Akhirnya kami putuskan untuk bicarakan rencana kami pada keluarga. Kamipun persiapkan segala rencana. Aku mulai perkenalkan dirinya kepada keluargaku. Pada mulanya, keluarga, terutama orang tuaku sangat ragu untuk menerimanya, dan aku mengerti kenapa.
Dia, kekasihku, bukanlah pria muda seusiaku. Dia adalah laki-laki yang sudah “berusia”. Dan dia bukanlah pria Indonesia, tetapi dia laki-laki asing dari negri yang berbeda.
Ketakutan keluargaku cukup beralasan. Karena aku adalah permata mereka, dan tak mungkin mereka mau sesuatu yang buruk menimpaku kelak. Seperti yang semua orang tahu, banyak sekali pernikahan “lintas negara” yang berakhir dalam kehancuran.

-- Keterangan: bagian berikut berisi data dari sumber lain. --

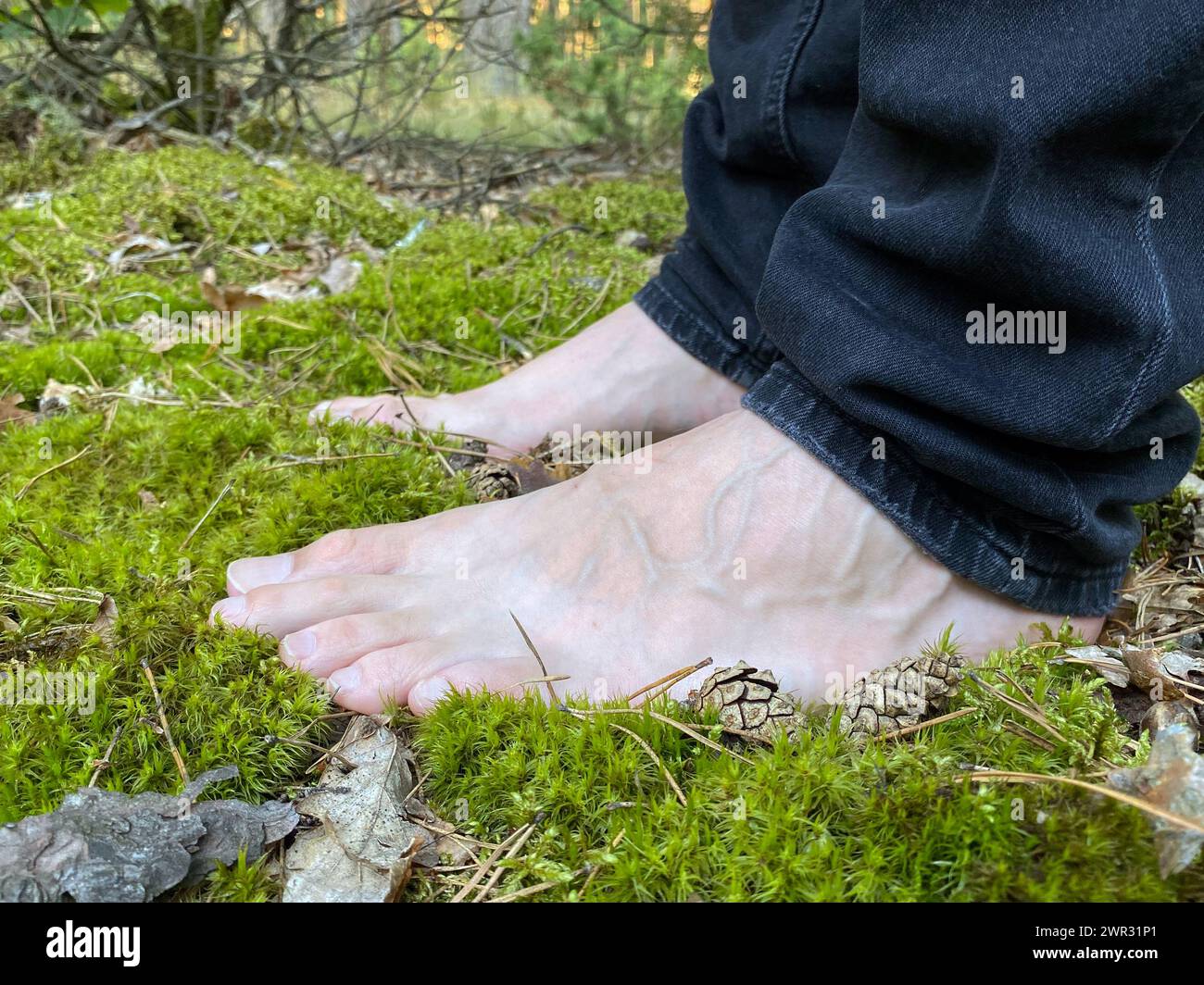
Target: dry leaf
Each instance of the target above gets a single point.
(140, 248)
(364, 847)
(10, 413)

Aku berusaha keras untuk meyakinkan meraka, dan pada akhirnya aku berhasil untuk meyakinkan mereka bahwa aku akan baik-baik saja bersamanya. Dan meyakinkan mereka, dia bisa di percaya.

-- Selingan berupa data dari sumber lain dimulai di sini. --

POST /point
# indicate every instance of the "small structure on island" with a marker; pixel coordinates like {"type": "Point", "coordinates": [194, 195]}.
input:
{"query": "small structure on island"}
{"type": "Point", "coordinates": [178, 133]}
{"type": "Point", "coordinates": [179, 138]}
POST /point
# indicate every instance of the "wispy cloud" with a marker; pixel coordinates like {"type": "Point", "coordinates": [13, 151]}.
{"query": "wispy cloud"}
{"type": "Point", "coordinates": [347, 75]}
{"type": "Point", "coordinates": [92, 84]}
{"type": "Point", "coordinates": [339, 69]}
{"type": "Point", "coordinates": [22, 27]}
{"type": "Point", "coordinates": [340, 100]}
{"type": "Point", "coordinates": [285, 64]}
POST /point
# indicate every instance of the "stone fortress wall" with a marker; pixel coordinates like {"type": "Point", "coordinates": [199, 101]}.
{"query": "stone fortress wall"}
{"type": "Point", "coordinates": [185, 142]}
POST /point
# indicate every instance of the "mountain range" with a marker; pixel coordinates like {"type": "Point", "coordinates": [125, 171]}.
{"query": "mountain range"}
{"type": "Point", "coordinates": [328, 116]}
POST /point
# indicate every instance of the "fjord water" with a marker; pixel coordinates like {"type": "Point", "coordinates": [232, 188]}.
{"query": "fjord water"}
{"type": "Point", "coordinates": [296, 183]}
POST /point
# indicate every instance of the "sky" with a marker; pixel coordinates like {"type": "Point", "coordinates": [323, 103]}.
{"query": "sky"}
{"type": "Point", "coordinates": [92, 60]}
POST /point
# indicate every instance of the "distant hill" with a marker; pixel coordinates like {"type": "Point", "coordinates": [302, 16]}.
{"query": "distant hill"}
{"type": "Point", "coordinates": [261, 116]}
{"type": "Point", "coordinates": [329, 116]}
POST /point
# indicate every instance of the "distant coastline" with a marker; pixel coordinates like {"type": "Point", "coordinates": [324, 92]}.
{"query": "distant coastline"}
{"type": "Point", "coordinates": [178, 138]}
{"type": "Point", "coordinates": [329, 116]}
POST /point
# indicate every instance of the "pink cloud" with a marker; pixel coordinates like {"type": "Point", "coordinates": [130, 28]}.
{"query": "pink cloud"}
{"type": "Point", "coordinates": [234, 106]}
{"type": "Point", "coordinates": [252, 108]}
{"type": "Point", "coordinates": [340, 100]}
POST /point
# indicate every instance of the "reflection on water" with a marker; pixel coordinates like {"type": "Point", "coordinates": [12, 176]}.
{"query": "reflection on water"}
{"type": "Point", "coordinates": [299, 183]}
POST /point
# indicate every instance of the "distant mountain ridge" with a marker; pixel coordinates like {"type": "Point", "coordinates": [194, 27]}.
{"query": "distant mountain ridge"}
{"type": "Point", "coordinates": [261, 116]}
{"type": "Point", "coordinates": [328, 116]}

Tibalah waktunya, dia datang ke hadapan orang tua dan keluarga besarku. Meminangku dan meminta ijin untuk memiliki sebagai istrinya. Lamaran pun terselenggara. Kini sebuah cincin melingkar indah di jari manisku. Sebagai pertanda, hatiku sudah di ikat dalam ikrar yang suci.
Dia memintaku menjaga hati, agar tiada resah di hati kami. Aku menurutinya. Aku begitu menjaga hati ini dari semua godaan laki-laki. Dan pada akhirnya hanya dialah di dalam hatiku. Tak terbagi dan tak ingin ku bagi-bagi.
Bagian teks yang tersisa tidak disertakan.